So, will just one column be a list column, or will every (or almost every) column be a list column? The first case would be more likely to save memory. I would try it out with a subset of your data, and check the results using object.size
or pryr::object_size
.
As a toy example, using a list with one numeric column A
and one numeric list column B
with a 100 entries per A
row, unnesting increases the data size by about 50%:
suppressPackageStartupMessages(library(tidyverse))
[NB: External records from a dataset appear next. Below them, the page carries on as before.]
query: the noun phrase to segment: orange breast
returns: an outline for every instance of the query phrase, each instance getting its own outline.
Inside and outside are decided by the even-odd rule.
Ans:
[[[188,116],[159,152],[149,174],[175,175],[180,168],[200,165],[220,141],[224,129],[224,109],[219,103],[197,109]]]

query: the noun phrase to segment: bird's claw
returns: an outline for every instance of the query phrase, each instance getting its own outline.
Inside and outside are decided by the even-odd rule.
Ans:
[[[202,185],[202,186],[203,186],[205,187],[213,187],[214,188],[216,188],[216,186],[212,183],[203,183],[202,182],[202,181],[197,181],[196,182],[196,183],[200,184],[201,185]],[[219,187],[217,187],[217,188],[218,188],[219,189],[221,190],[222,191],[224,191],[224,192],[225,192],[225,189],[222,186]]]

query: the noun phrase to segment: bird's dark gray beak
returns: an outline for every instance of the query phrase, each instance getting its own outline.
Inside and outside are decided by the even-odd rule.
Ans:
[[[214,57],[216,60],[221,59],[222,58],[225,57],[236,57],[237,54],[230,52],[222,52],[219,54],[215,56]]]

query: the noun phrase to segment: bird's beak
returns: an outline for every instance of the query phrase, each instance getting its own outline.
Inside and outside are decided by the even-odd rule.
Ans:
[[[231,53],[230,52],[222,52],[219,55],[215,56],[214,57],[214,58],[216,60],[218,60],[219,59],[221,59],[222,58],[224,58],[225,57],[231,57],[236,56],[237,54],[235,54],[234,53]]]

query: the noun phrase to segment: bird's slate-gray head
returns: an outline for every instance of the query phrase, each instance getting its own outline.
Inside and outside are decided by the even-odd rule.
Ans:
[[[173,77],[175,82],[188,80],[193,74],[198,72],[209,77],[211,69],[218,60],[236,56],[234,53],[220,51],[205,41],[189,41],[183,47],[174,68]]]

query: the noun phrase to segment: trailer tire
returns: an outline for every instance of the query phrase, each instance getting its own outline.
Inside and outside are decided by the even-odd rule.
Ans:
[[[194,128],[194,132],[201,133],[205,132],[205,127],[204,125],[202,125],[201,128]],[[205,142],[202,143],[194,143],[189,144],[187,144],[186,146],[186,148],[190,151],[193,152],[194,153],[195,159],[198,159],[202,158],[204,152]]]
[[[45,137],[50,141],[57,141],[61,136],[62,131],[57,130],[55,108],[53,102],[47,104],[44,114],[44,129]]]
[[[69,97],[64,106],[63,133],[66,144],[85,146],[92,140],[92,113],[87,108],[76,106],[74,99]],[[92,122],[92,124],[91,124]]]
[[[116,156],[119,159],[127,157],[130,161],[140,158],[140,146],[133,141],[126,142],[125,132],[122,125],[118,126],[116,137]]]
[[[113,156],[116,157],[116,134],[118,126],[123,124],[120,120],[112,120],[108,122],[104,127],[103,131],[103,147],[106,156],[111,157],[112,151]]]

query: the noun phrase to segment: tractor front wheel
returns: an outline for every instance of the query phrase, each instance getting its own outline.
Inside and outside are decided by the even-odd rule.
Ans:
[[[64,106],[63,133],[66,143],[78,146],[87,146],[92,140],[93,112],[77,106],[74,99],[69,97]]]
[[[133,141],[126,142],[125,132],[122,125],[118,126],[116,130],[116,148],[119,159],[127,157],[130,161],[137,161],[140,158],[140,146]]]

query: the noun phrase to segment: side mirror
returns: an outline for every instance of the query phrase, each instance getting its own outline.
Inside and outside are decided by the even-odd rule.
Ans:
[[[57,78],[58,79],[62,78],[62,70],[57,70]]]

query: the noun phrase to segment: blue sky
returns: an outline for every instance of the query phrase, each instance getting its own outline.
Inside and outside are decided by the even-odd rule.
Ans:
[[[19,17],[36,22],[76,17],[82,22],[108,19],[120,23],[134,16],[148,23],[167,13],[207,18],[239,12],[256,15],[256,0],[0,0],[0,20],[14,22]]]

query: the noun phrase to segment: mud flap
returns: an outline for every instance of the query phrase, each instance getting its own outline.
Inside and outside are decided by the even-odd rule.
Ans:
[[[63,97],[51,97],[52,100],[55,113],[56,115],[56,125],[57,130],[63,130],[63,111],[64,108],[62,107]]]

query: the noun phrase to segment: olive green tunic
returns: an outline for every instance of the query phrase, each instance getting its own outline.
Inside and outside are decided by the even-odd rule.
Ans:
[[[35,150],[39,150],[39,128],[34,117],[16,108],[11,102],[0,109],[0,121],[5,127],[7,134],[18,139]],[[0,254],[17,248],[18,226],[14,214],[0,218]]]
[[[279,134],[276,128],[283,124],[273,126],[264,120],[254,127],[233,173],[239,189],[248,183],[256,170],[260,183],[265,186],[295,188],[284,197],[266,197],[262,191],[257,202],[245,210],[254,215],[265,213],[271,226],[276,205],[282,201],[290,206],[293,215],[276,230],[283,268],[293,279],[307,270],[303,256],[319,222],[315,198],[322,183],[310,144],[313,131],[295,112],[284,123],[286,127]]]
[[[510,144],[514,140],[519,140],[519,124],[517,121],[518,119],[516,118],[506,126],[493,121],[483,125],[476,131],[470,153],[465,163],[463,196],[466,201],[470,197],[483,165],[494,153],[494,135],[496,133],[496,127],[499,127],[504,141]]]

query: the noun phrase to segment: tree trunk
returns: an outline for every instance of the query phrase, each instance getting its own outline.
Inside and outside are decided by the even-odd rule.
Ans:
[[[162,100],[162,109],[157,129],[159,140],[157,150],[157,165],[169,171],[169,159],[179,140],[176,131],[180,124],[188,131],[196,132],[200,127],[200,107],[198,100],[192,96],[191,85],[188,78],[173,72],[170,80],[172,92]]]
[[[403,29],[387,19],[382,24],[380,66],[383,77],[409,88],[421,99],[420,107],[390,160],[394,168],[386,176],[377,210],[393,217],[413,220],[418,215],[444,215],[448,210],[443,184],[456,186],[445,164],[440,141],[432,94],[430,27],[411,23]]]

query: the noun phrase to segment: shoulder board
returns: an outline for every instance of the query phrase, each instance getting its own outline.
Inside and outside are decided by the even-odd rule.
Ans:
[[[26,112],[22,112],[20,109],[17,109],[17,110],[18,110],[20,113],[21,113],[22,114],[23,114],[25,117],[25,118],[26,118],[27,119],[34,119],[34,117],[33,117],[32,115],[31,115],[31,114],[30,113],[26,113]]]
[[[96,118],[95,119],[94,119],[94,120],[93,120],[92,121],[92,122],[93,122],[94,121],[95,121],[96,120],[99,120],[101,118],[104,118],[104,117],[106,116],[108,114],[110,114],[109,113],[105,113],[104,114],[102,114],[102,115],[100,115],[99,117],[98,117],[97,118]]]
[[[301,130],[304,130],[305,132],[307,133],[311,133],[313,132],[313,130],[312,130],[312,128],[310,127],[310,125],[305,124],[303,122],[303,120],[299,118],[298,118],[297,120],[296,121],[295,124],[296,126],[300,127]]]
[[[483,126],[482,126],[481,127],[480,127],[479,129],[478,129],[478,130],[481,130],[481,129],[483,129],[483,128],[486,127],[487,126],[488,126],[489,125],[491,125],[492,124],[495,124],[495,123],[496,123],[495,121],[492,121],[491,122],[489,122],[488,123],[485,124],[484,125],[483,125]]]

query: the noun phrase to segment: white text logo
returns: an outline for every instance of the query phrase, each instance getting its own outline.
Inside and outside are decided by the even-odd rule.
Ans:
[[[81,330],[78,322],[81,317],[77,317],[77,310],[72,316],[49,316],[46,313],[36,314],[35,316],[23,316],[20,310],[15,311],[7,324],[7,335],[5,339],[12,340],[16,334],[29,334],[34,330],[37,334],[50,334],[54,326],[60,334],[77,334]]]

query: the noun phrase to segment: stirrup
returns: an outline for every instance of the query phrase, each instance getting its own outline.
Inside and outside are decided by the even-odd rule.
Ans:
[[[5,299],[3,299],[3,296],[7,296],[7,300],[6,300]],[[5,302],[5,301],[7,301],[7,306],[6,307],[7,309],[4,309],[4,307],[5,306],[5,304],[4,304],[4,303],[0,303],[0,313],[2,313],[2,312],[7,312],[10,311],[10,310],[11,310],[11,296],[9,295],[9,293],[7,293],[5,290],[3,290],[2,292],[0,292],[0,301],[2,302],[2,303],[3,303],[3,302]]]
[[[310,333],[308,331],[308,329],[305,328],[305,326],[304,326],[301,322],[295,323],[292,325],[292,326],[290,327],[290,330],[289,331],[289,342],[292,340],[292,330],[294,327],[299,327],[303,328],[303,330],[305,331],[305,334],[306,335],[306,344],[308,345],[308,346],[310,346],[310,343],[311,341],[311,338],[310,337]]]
df_list <- tibble(A = 1:1000L,
B = rerun(1000, rnorm(100)))
df_list
#> # A tibble: 1,000 x 2
#> A B
#> <int> <list>
#> 1 1 <dbl [100]>
#> 2 2 <dbl [100]>
#> 3 3 <dbl [100]>
#> 4 4 <dbl [100]>
#> 5 5 <dbl [100]>
#> 6 6 <dbl [100]>
#> 7 7 <dbl [100]>
#> 8 8 <dbl [100]>
#> 9 9 <dbl [100]>
#> 10 10 <dbl [100]>
#> # ... with 990 more rows
object.size(df_list)
#> 852896 bytes
df_long <- unnest(df_list)
df_long
#> # A tibble: 100,000 x 2
#> A B
#> <int> <dbl>
#> 1 1 1.7545358
#> 2 1 -0.2732362
#> 3 1 0.9484000
#> 4 1 -0.8999221
#> 5 1 1.3951232
#> 6 1 0.9915580
#> 7 1 -0.3650540
#> 8 1 -0.1489101
#> 9 1 1.4596137
#> 10 1 1.5815404
#> # ... with 99,990 more rows
object.size(df_long)
#> 1200896 bytes
So, it might help, but as I said, you should test it out to see if it's worthwhile in your case.